If it's that horrendous then why are you putting up with it time and time again? Are you sure your DP isn't inviting them?
If he is as unhappy as you then simply say no Confused

TedMullins · 14/03/2022 23:45

I don’t know why so many people think OP should have empathy with the parents, they chose to have kids and presumably OP didn’t because she doesn’t want this kind of chaos in her life?!

YADNBU. They’re absolute pisstakers inviting themselves and not even having the decency to clean up after their mucky kids. Tell them it was too chaotic and as much as you’d love to see them, you feel everyone would be better rested if they got a nearby Airbnb. If they then change their minds about visiting then it’ll be obvious they were using you as a free hotel at the seaside!

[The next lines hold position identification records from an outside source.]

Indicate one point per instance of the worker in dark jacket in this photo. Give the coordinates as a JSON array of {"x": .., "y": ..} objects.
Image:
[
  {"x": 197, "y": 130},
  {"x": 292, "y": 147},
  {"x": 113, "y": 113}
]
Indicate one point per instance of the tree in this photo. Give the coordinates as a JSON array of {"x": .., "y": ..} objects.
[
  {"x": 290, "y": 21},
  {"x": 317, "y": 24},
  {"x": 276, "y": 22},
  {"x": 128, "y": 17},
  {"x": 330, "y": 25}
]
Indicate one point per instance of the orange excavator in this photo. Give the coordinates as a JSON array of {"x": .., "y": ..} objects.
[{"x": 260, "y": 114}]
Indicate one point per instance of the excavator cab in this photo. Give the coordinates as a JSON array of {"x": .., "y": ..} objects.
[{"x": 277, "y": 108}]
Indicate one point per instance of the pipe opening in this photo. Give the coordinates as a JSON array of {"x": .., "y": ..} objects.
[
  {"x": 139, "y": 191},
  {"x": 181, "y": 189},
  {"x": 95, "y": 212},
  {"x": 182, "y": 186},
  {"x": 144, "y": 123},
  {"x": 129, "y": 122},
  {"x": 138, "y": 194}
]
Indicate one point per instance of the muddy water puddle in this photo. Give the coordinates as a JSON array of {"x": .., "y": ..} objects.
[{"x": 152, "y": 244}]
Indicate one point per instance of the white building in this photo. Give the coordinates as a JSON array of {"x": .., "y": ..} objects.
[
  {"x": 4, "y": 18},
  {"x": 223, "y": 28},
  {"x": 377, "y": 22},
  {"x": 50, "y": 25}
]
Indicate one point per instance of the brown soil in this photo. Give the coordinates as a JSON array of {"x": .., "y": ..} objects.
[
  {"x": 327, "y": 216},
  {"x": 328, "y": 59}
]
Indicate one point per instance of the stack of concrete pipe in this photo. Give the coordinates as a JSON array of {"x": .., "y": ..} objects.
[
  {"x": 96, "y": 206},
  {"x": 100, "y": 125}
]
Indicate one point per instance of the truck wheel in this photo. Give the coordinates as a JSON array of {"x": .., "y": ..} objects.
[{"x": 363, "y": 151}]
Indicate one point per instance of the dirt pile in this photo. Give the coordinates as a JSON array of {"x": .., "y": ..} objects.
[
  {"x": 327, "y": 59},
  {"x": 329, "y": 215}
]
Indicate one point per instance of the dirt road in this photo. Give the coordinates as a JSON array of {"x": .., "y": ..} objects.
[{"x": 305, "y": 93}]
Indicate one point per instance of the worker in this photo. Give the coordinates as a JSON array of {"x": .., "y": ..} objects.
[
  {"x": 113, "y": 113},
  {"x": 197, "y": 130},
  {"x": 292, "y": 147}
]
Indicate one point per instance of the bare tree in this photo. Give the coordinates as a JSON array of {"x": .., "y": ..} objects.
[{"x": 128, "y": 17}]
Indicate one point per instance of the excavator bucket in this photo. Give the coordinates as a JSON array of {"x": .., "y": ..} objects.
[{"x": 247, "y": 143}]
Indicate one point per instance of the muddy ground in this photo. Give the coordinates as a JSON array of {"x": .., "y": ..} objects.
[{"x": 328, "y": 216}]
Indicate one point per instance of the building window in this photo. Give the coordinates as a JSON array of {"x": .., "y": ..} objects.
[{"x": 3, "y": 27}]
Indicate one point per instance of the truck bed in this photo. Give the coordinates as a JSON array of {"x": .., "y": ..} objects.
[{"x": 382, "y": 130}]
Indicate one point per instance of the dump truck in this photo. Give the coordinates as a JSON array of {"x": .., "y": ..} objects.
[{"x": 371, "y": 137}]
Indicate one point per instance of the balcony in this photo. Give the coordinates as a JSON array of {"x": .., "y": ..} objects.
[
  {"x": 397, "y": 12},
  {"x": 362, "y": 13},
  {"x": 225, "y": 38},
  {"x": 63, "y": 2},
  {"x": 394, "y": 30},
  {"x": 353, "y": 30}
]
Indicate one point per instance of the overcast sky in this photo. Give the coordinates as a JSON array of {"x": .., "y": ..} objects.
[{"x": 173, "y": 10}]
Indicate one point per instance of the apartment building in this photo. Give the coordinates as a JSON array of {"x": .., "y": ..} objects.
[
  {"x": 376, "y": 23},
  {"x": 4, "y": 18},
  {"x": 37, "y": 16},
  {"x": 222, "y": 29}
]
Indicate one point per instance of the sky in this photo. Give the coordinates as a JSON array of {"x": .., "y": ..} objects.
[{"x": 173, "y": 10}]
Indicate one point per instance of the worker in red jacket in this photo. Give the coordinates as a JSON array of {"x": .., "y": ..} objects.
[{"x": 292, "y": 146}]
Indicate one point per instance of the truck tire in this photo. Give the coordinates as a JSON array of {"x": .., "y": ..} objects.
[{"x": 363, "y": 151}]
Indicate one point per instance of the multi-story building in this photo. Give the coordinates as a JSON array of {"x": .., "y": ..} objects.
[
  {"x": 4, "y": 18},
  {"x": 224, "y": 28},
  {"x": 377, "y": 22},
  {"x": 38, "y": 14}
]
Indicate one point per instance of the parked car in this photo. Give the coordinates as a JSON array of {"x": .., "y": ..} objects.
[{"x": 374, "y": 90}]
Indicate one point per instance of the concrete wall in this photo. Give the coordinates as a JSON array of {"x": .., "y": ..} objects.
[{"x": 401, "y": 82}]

You can maintain the friendship without having them stay over. You said you do see them when you visit, and meeting in the middle for a day out is a good suggestion. I can’t believe the entitlement of some people here thinking because they chose to have kids, all their friends who don’t have them should have to put up with the disruption and havoc of babies and toddlers. If you wouldn’t let your pet behave like that in someone else’s house why is it ok for children? This thread is making me very glad most of my friends are child free. The one that does have kids usually schedules things with friends when she knows her husband is free to stay home with their son precisely so she doesn’t bring him with her!

LouLou198 · 15/03/2022 07:38

Why are they making so much mess? We stayed with family several times when dc were small. When they woke up I would quickly take them downstairs and make sure they had enough to occupy them so they weren't noisy. Any mess made I cleared up and I certainly didn't expect others to work around their nap times.

Glittertwins · 15/03/2022 08:08

@LouLou198

Why are they making so much mess? We stayed with family several times when dc were small. When they woke up I would quickly take them downstairs and make sure they had enough to occupy them so they weren't noisy. Any mess made I cleared up and I certainly didn't expect others to work around their nap times.
This completely!! If we were going away for a weekend, which was a hassle for us as well loading up twins, we changed the whole nap/bed thing or just put them in the buggy to nap. No way did we ever hold people prisoner because they were napping. It's a very useful life skill I'm being able to sleep anywhere!!
Lunalicious · 15/03/2022 08:12

YABU to call a baby "it"

Movingsoon21 · 15/03/2022 08:12

YANBU. We basically don’t stay overnight (either in our house or theirs) with people with babies/toddlers apart from twice a year with nieces and nephews, as it’s just not enjoyable! Will pick up again with the overnights once they’re 5 or so.